Say to God, “How awesome are your deeds! So great is your power that your enemies cringe before you (Ps 66:3).
For many years the Church has sung of God’s greatness, but in recent years it seems that there has been an explosion of songs that extol this virtue. While we used to sing only “How Great Thou Art” and “I Sing the Mighty Power of God,” we now regularly hear “How Great is Our God,” “Our God is an Awesome God” and “Great and Mighty Is the Lord Our God.” (Those who are more conversant with contemporary Christian music will realize quickly that I am not because there are likely many newer songs even than these!)
There is nothing wrong or theologically false about these songs, and I don’t want to suggest that there is, but let us not be duped into believing that everyone who sings them is a believer in Jesus. The text that I quoted above makes it clear that just to see the awesome power of God does not always elicit a response of true worship and repentance. In fact, one English translation (NASB) says that, upon seeing His power, God’s enemies will give “feigned obedience” to Him.

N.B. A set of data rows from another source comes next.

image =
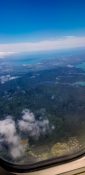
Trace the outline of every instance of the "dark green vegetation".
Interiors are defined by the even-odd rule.
[[[85,82],[84,70],[69,65],[30,71],[0,85],[0,119],[10,115],[17,127],[21,112],[29,109],[36,120],[49,120],[51,129],[38,139],[17,129],[23,142],[29,143],[26,153],[34,161],[84,147],[85,86],[81,82]]]

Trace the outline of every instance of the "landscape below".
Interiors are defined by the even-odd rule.
[[[0,60],[0,156],[31,164],[77,153],[85,147],[85,54],[26,59]]]

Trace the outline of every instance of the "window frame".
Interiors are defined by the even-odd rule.
[[[0,157],[0,166],[5,170],[13,173],[31,173],[40,170],[45,170],[48,168],[53,168],[55,166],[62,166],[63,164],[72,163],[85,156],[85,149],[80,150],[77,153],[72,153],[70,155],[61,156],[59,158],[52,158],[45,161],[40,161],[37,163],[29,165],[18,165],[6,161]]]

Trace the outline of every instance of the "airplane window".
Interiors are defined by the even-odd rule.
[[[85,2],[0,2],[0,158],[31,165],[85,148]]]

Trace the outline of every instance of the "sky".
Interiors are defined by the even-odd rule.
[[[85,46],[85,0],[0,1],[0,55],[64,45]]]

When I read that phrase recently, my thoughts carried me to those many times when at a public funeral the audience would sing “Amazing Grace,” even though clearly there were plenty that did not believe in that grace or that they needed it themselves. Yet these people will be shown singing His praise fervently, as if to suggest that they really did believe it. I think that’s what the Psalmist meant by “feigned obedience.”
It is interesting that most of these songs that extol the greatness of the Creator fail to mention the cross of our Lord Jesus Christ. Perhaps it is difficult to weave the two themes together. Often when we praise His greatness it is because we are awestruck by some aspect of His creation while the theme of redemption necessarily must bring out our sinfulness and the cross as the answer. Both, though true, are tough to combine.
But this gives the pseudo-Christians an opportunity to offer their praise at a distance, without becoming uncomfortable by the mention of the cross and their sin. Perhaps these were in our Lord’s mind when He told the crowd, “Not everyone who says to me, ‘Lord, Lord,’ will enter the kingdom of heaven, but only he who does the will of my Father who is in heaven” (Matt 7:21).